For a building owner, if you can manage to lock in a tenant for 10 years, most of the hard work is done. Even better if that tenant takes the whole building.

Up until recently, as long as you kept that tenant reasonably satisfied, nothing much more needed to be done until towards the end of the lease.

During this time, property management was seen as a fairly basic requirement — so much so that fees for property managers were pushed downwards.

The rationale being that paying for a premium property management service wasn’t worth the money when something far more basic would suffice.

But this leasing utopia has changed. Businesses no longer know how many people they will employ in 10 years and are unwilling to sign a lease for so long.

Growing tech companies often don’t even know how many people they will employ in one year.

 

1 Sussex St Barangaroo WeWork

WeWork has leased Lendlease’s timber complex at 1 Sussex St.

When our own company pre-committed to our Melbourne headquarters in Cremorne, we went from needing half the building at the beginning of construction to needing the whole building by the time it was complete.

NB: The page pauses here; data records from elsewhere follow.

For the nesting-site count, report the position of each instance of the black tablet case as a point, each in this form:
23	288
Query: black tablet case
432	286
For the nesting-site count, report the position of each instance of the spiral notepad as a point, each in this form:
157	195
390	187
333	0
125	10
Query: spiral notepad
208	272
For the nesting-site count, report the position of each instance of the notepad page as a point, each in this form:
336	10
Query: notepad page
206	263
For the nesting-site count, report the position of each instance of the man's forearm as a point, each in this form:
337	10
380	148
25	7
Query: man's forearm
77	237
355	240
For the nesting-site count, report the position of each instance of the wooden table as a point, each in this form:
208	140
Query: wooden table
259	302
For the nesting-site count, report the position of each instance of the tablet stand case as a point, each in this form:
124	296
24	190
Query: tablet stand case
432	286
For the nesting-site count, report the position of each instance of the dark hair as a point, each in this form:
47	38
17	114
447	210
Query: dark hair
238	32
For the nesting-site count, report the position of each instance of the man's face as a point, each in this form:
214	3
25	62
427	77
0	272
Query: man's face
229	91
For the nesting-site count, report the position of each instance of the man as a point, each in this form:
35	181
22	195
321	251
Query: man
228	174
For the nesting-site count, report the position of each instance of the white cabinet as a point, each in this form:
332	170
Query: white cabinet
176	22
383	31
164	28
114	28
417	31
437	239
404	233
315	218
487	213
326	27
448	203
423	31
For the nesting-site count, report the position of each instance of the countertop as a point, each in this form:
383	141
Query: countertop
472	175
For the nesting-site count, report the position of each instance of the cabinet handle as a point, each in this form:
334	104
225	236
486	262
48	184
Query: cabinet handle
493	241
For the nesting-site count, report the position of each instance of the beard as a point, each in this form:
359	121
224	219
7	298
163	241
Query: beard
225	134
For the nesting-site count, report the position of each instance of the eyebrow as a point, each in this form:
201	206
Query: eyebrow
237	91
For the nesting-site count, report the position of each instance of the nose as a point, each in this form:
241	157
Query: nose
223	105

Even very large traditional occupiers, like our biggest banks, are less certain of their requirements over the short term.

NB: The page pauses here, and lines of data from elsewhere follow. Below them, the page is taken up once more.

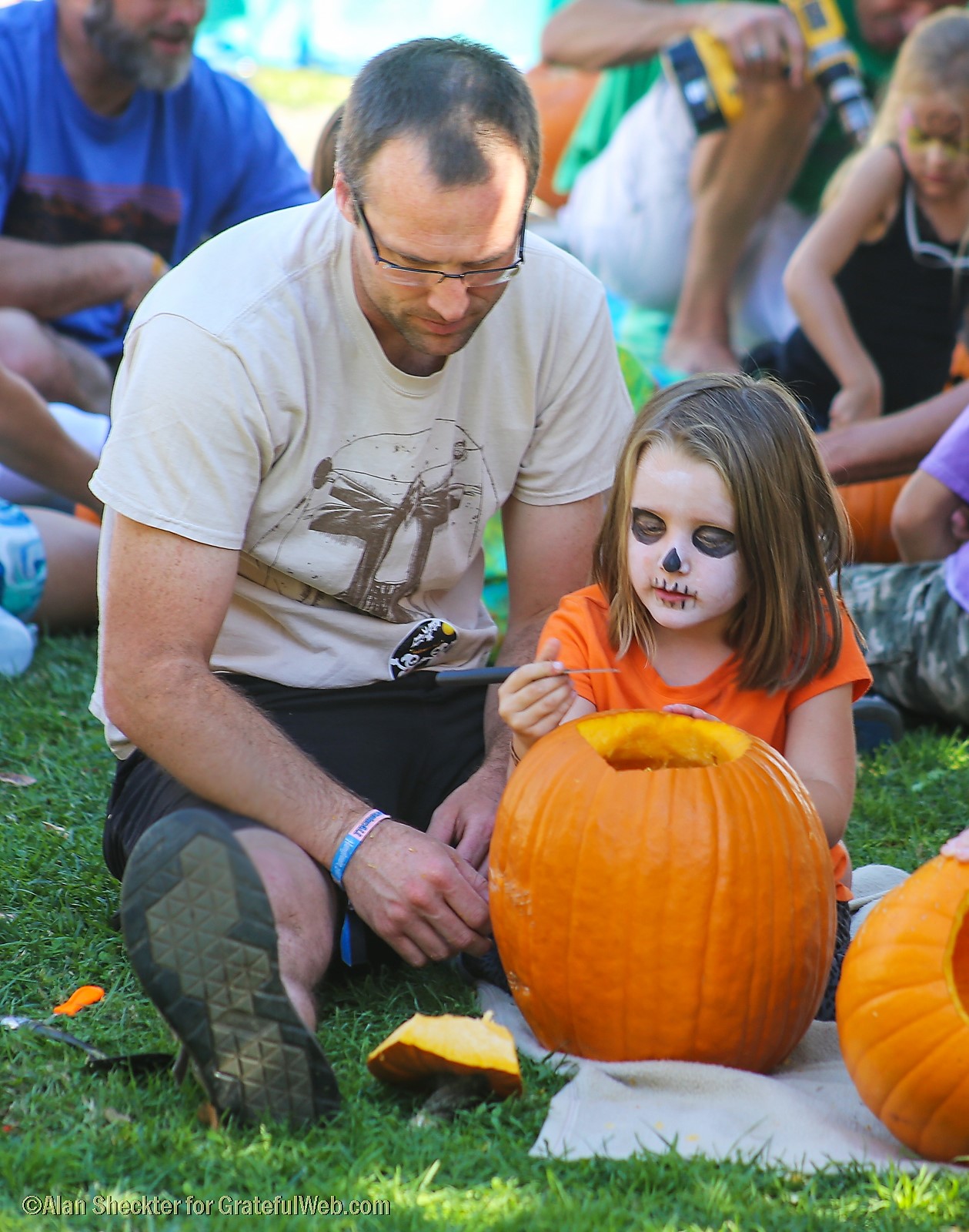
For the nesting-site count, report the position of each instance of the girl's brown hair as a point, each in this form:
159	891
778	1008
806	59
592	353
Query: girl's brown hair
790	527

Lease terms now have to be more flexible and shorter. The biggest challenge is, with tenants not locking into long-term leases, they have greater incentive to move if they don’t like their building, hate the location, are frustrated with the level of service or don’t get along with the landlord.

WeWork has all the same challenges as a traditional landlord, but the leases are generally very short and there are a lot more tenants to deal with.

To keep them, WeWork needs to offer a high level of service. Serviced offices are not new but the way WeWork tenants have become brand loyal is less common.

A WeWork building, whether it’s in Sydney, Hong Kong or Chicago, offers a level of consistency.

The way owners handle tenants day to day is changing rapidly. Concierge services are now common and increasingly hotel-like in their approach.

Building owners are offering services such as exercise classes and free morning coffee. Building branding is continuing to gain traction and this branding leads to greater loyalty to the owners that offer the highest level of service.

The result is property management is moving from being a race to the bottom for price to a race to the top for service. And that’s great news for tenants.

What will this mean for the property industry? Like industrial property, which has benefited from changes in the way we use technology, the more intensive nature of keeping tenants happy will mean property managers are going to become more important.

And more will have to be paid to get the best ones.